# What to wear for first showmanship class?



## hiddenhollowrider (Jun 2, 2009)

oh, and its a 4-h regional show.


----------



## Dartanion (Dec 8, 2008)

I would say go with your SMS outfit. Remember you are judged on your appearance as well as your pattern. How you preform your pattern is worth more than most other aspects of the class but it NEVER hurts to gain some extra points in the professionalism(SP) department. A judge once told me at a schooling show that (even though she trys not to) if she see's someone in showmanship without a nice outfit or at least nicly dressed their pattern never seems to ship up to others who have SMS outfits or attempt at nice dress. I think she was doing her best at dressing up the fact she marks non-dressed Showmanshipers down more than people with 'proper' dress. I am not saying this is true all the time but just some food for thought.


----------



## hiddenhollowrider (Jun 2, 2009)

thanks so much!


----------



## DixiesPaintedNova (Nov 18, 2008)

Ya definatly do not go with the jeans. In showmanship they are judging on both appearance and how you perform. One girl last year got a few points off because she wasn't wearing a belt. It was one of the really strict judges though.


----------



## Dartanion (Dec 8, 2008)

hiddenhollowrider said:


> thanks so much!


 
Hey no problem, I was in a class where I was the only one with a 'proper' SMS outfit on and while our pattern was not the best there was one girl I would have placed above me because she did a much faster pivot BUT she was in a button upshirt and jeans and I ended up getting first and I am sure that my SMS outfit was the only deciding factor lol.
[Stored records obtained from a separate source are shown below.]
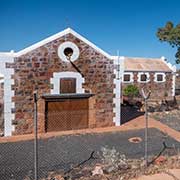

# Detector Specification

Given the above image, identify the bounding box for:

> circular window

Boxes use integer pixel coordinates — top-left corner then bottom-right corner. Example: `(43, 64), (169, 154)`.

(58, 41), (79, 62)
(64, 47), (73, 59)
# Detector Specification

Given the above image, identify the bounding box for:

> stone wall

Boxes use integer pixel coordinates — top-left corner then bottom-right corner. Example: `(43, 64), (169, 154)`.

(122, 72), (173, 99)
(11, 33), (115, 135)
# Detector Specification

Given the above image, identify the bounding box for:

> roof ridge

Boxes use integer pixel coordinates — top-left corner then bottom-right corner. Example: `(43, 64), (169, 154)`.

(124, 56), (162, 60)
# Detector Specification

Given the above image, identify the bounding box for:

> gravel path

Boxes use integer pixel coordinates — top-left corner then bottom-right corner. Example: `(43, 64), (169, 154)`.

(0, 128), (179, 180)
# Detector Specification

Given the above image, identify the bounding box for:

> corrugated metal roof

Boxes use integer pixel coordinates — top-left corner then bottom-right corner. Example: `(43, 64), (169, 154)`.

(124, 57), (172, 72)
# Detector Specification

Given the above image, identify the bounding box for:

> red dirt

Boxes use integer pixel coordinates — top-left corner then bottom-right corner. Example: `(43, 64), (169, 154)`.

(0, 115), (180, 143)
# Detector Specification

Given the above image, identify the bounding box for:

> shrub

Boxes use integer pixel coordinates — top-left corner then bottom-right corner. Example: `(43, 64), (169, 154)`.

(123, 85), (139, 98)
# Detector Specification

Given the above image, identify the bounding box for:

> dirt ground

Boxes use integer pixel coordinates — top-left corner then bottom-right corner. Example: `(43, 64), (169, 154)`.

(150, 110), (180, 132)
(41, 155), (180, 180)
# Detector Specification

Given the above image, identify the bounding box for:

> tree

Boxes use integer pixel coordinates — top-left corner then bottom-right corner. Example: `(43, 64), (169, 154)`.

(156, 21), (180, 64)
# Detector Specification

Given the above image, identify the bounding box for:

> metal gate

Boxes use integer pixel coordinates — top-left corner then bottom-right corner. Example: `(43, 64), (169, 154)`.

(45, 98), (89, 132)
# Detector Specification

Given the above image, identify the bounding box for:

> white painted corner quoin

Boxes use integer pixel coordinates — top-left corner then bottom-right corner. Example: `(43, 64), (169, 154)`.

(161, 56), (176, 96)
(113, 56), (124, 126)
(0, 52), (15, 136)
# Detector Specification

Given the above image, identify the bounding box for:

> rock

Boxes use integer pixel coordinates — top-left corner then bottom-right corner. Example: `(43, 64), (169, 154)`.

(46, 172), (65, 180)
(103, 165), (116, 174)
(92, 165), (104, 176)
(131, 164), (139, 169)
(140, 160), (146, 167)
(118, 161), (129, 170)
(0, 132), (4, 137)
(51, 175), (64, 180)
(154, 156), (167, 165)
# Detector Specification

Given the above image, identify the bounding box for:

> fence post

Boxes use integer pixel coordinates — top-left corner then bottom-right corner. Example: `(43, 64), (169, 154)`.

(144, 98), (148, 167)
(34, 91), (38, 180)
(141, 88), (151, 167)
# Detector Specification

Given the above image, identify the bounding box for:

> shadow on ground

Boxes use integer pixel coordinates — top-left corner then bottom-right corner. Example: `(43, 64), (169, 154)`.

(121, 105), (144, 124)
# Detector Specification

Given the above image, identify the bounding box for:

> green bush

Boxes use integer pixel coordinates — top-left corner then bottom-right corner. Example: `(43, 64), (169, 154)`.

(123, 85), (139, 98)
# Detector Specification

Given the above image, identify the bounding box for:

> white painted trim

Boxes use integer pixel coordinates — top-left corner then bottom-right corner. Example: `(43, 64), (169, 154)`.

(58, 41), (80, 62)
(123, 72), (134, 83)
(172, 72), (176, 96)
(154, 72), (166, 83)
(137, 72), (150, 83)
(0, 55), (15, 136)
(161, 56), (175, 72)
(113, 56), (124, 126)
(15, 28), (112, 59)
(161, 57), (176, 96)
(50, 71), (85, 94)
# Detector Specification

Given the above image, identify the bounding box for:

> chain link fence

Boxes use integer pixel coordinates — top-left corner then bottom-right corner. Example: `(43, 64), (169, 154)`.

(0, 96), (179, 180)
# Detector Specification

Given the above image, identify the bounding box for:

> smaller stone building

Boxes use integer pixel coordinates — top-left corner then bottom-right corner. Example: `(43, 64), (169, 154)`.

(122, 57), (176, 98)
(0, 28), (176, 136)
(175, 70), (180, 95)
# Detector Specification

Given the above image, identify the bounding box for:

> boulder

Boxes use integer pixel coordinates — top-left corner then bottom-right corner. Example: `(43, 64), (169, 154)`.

(92, 165), (103, 176)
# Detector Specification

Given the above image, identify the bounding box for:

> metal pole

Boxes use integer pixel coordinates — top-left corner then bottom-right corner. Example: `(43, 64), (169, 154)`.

(34, 91), (38, 180)
(141, 88), (151, 167)
(145, 98), (148, 167)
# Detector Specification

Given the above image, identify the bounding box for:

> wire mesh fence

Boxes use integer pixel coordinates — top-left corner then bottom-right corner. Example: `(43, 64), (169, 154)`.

(0, 99), (179, 180)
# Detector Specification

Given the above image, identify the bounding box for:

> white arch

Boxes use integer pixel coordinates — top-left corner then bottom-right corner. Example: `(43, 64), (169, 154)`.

(50, 71), (85, 94)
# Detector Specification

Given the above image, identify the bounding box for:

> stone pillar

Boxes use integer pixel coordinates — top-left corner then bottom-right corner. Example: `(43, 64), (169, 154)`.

(0, 52), (15, 136)
(113, 56), (124, 126)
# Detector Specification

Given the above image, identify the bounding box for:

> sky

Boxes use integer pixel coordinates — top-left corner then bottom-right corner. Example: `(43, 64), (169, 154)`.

(0, 0), (180, 67)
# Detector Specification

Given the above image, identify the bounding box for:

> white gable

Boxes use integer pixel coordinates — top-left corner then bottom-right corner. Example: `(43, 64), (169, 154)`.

(14, 28), (112, 59)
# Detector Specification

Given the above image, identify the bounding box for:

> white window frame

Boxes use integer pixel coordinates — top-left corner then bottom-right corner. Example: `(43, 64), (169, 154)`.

(58, 41), (80, 62)
(154, 72), (166, 83)
(138, 72), (150, 83)
(123, 72), (134, 83)
(50, 71), (85, 94)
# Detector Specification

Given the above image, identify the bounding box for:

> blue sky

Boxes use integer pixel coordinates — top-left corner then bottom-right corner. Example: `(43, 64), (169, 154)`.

(0, 0), (180, 67)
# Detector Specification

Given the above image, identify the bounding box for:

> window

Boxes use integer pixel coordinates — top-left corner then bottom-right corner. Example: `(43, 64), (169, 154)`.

(58, 41), (79, 62)
(124, 74), (130, 82)
(138, 72), (150, 83)
(157, 74), (163, 81)
(64, 47), (73, 60)
(154, 73), (165, 82)
(140, 74), (147, 82)
(123, 73), (133, 83)
(60, 78), (76, 93)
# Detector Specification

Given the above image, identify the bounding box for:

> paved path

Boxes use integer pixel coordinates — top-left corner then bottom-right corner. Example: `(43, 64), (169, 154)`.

(0, 128), (179, 180)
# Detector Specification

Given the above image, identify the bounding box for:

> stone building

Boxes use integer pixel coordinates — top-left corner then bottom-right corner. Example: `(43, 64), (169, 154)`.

(0, 28), (176, 136)
(175, 70), (180, 95)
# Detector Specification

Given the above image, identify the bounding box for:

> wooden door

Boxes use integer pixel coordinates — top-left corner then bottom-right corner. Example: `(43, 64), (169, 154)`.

(46, 99), (88, 132)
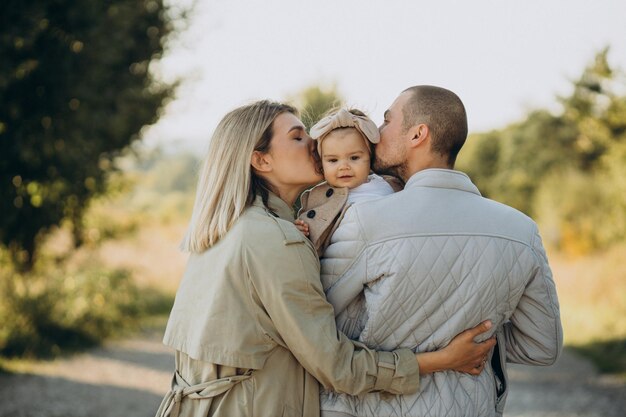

That and when I spoke with the judge after the SMS classes she said "I like your outfit, it was a good choice to wear one." glad we helped 
get pics!


----------



## Scoutrider (Jun 4, 2009)

While I personally believe that, at the 4-H level, as long as your show attire is clean, well fitted, safe, and appropriate, there should be no penalties against simpler clothing or points for flashier or obviously expensive clothing, the reality is that most judges, if not outright at least subconsciously, do sometimes favor the glitzier clothing. I have also seen the kids who just don't care and do Showmanship just because it it the required class (I don't know if this is national, but it is in my state.). I've done 4-H on a shoestring for years, English and Western, and seen superb performances, showmanship and rail, placed behind other competitors apparently based on clothing. While this practice may be appropriate at other shows, at 4-H the emphasis should always be on the kids, their ability to groom, handle, and show their projects. The necessity for clean and tidy clothes fall into this category, the necessity for brand name or rhinestone adorned clothing is not. The tendancy for judges to place according to tailor bills has strongly influenced my decision to switch to English, where a $60 hunt coat looks basically like a $600 hunt coat.

That being said, I would advise you to wear the flashier outfit. If you have blue slacks, try to find blue boots of a matching shade (makes a more streamlined outline). If you're brave, I have seen white boots that are made to dye the perfect shade (I've always been a black slacks and black boots gal for this reason, ha ha). Black boots work, but the contrast will draw the judge's eye to your feet. Gloves are another good idea, the same color as the sleeves of your top, again to minimize contrast and draw the eye away from your hands (Remember to leave them behind for your western rail classes!:wink Unless your 4-H show requires a ASTM-SEI certified helmet for showmanship, a cowboy hat is a must. I would recommend cream felt to match your outfit.

Hope that helps! Good luck!


----------